Get unique words, using just a list to keep track of observed words.

Cancelled after running it for 1 hour!

In [11]:
%%time

seen_list = list()
for word in yield_words():
    if word not in seen_list:
        seen_list.append(word)

KeyboardInterrupt: 

## Ahrithmetic, and other `set` manipulation


![](./python_sets.png)

In [24]:
s = {1, 2, 3, 4}
t = {1, 3, 5, 5, 5, 5, 5, 5}
print(f"{s=}", f"{t=}", sep='\n') 

s={1, 2, 3, 4}
t={1, 3, 5}


In [25]:
# Set difference...
assert s.difference(t) == s - t
s - t == {2, 4} == {4, 2} 

True

In [26]:
# ... is NOT symmetric
assert s - t != t - s
t - s

{5}

In [27]:
# Set union
assert s.union(t) == s | t
s | t

{1, 2, 3, 4, 5}

In [28]:
# Set symmetric difference (elements unique to either set)
assert s.symmetric_difference(t) == s ^ t
s ^ t

{2, 4, 5}

In [29]:
# Set intersection (elements in both sets)
assert s.intersection(t) == s & t
s & t

{1, 3}

In [30]:
# Set disjoint (check for no members in common)
assert len({'a', 'b'} & {'c', 'd'}) == 0
{'a', 'b'}.isdisjoint({'c', 'd'})

True

In [31]:
# subset, superset and equality
a, b1, b2 = {1, 2}, {1, 2, 3, 4}, {4, 2, 1, 3} 

a.issubset(b1) 
a < b1 

True

In [32]:
b2.issuperset(a)
b2 > a

True

In [33]:
b1 > b2

False

In [34]:
b1 <= b2

True

In [35]:
b1 == b2

True

### Adding and removing from sets

In [36]:
from copy import copy
s1, t1 = copy(s), copy(t)

# Adding members
s1.add('some new element')
s1

{1, 2, 3, 4, 'some new element'}

In [37]:
# Removing members
s1.remove('some new element')
s1

{1, 2, 3, 4}

In [38]:
# Remove member, but no complaining if it's not in the set
s1.discard(42)
s1

{1, 2, 3, 4}

In [39]:
# We can also pop a random member

for _ in range(len(s1)+1):
    print(s1.pop()) 

1
2
3
4


KeyError: 'pop from an empty set'

### Inplace operations

In [40]:
s1, t1 = copy(s), copy(t)
s2, t2 = copy(s), copy(t)

# inplace operation
s1.update(t1) 
s2 |= t2

s2

{1, 2, 3, 4, 5}

In [41]:
s1, t1 = copy(s), copy(t)
s2, t2 = copy(s), copy(t)

s1.intersection_update(t1)  # or (t1, t2, t3, t4, ...)
s1 &= t2 
s1

{1, 3}

In [42]:
s1, t1 = copy(s), copy(t)
s2, t2 = copy(s), copy(t)

s1.difference_update(t1)  # or (t1, t2, t3, t4, ...)
s1 -= t2 
s1

{2, 4}

In [43]:
s1, t1 = copy(s), copy(t)
s2, t2 = copy(s), copy(t)

s1.symmetric_difference_update(t1)
s1 ^= t2
s1

{1, 2, 3, 4}

## How are `set`s related to `dict`s?

* Both are based on [hashtables](https://runestone.academy/runestone/books/published/pythonds/SortSearch/Hashing.html)

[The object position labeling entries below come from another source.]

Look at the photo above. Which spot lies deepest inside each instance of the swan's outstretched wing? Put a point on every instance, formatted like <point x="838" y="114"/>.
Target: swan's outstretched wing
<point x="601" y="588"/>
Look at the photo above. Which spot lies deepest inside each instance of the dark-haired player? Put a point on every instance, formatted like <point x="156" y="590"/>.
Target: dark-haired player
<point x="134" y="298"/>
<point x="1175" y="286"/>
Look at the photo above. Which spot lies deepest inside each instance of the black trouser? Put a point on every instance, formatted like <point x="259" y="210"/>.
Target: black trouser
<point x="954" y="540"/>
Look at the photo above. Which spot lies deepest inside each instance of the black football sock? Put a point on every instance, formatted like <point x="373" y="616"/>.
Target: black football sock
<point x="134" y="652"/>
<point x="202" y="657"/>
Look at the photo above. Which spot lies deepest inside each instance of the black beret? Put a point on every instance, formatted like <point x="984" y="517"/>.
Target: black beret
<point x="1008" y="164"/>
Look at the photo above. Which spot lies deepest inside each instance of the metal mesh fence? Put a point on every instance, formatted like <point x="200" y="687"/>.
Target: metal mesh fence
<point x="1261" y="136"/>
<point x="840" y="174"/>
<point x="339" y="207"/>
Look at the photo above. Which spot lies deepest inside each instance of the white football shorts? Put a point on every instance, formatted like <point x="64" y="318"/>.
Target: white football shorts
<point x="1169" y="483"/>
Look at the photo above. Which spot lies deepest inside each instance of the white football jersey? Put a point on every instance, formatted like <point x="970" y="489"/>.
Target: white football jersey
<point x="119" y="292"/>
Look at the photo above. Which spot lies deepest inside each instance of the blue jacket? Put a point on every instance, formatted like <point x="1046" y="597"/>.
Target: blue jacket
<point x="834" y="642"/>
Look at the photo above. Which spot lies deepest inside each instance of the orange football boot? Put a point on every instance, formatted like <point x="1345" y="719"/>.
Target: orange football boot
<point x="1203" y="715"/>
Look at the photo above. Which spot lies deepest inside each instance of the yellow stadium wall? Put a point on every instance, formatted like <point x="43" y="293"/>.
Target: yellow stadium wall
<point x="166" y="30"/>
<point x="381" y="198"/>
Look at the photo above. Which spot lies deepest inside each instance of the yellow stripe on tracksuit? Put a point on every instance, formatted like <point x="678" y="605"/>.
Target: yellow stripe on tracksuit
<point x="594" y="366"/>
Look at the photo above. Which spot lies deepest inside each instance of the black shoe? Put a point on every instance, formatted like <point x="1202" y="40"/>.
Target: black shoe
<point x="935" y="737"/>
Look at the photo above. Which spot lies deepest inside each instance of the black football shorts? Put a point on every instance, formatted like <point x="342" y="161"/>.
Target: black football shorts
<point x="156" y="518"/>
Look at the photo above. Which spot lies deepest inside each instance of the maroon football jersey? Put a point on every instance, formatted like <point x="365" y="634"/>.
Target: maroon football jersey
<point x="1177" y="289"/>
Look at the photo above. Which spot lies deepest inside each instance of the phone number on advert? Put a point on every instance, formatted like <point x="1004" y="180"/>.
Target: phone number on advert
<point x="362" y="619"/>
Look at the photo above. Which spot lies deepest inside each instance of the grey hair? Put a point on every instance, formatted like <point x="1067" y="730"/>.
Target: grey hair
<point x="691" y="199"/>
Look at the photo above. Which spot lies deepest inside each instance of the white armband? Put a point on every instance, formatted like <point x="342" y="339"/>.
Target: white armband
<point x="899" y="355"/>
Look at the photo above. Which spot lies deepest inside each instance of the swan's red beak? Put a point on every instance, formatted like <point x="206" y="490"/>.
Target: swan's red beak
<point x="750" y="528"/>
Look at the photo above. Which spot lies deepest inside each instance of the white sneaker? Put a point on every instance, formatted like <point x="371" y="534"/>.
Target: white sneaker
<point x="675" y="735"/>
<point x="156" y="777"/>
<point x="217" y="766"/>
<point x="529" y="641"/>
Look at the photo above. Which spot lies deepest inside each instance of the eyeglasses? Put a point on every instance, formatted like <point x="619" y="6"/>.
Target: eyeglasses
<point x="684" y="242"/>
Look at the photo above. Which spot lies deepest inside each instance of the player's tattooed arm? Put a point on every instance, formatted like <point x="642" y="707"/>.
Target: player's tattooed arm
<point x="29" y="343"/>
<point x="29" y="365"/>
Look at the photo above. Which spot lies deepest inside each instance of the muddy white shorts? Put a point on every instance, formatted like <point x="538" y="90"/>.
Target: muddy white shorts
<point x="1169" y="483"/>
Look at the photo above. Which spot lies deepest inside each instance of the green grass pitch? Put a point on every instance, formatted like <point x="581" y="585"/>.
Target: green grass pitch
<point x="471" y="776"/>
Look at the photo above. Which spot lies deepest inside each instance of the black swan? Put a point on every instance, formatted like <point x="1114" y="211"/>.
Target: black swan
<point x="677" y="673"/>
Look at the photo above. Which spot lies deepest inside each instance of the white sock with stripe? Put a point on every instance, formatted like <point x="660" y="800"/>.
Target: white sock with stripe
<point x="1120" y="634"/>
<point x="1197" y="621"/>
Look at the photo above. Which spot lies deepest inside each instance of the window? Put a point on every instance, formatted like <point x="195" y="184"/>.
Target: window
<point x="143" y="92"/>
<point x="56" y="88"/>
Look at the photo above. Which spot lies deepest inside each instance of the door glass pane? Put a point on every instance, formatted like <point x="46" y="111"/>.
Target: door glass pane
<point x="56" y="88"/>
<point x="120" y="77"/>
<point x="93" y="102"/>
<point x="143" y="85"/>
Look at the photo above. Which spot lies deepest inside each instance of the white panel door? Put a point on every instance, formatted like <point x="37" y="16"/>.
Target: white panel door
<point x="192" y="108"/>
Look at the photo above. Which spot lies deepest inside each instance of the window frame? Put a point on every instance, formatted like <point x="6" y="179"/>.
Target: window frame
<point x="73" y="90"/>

* Some of the set-ahritmetic will also work in dict keys in Python 3.9

* Dict are mostly sets with associated values
    - Though dicts mostly retain order, whereas sets are unordered
    - The CPython implementation is different

## The `collections`-module

### Dict-like features that you're likely to need

Let's make a `dict` mapping a person by name to all friends (`Dict[str: Set[str]]`)

In [44]:
import collections

donald_friends = collections.defaultdict(set)

donald_friends['Donald Duck'].add('Mogens')
donald_friends['Donald Duck'].add('Darkwind Duck')

donald_friends

defaultdict(set, {'Donald Duck': {'Darkwind Duck', 'Mogens'}})

Let's count the number of occurences of words in the Gutenberg books

In [45]:
%%time
cnt = collections.Counter(yield_words())
cnt.most_common(15)

Wall time: 1.76 s


[('the', 222850),
 ('of', 130009),
 ('and', 117380),
 ('to', 91597),
 ('a', 79994),
 ('in', 63597),
 ('I', 39431),
 ('was', 36433),
 ('that', 35202),
 ('with', 32052),
 ('is', 28822),
 ('his', 27652),
 ('he', 26003),
 ('as', 24237),
 ('for', 23864)]

## _Questions?_

![](./python_sets.png)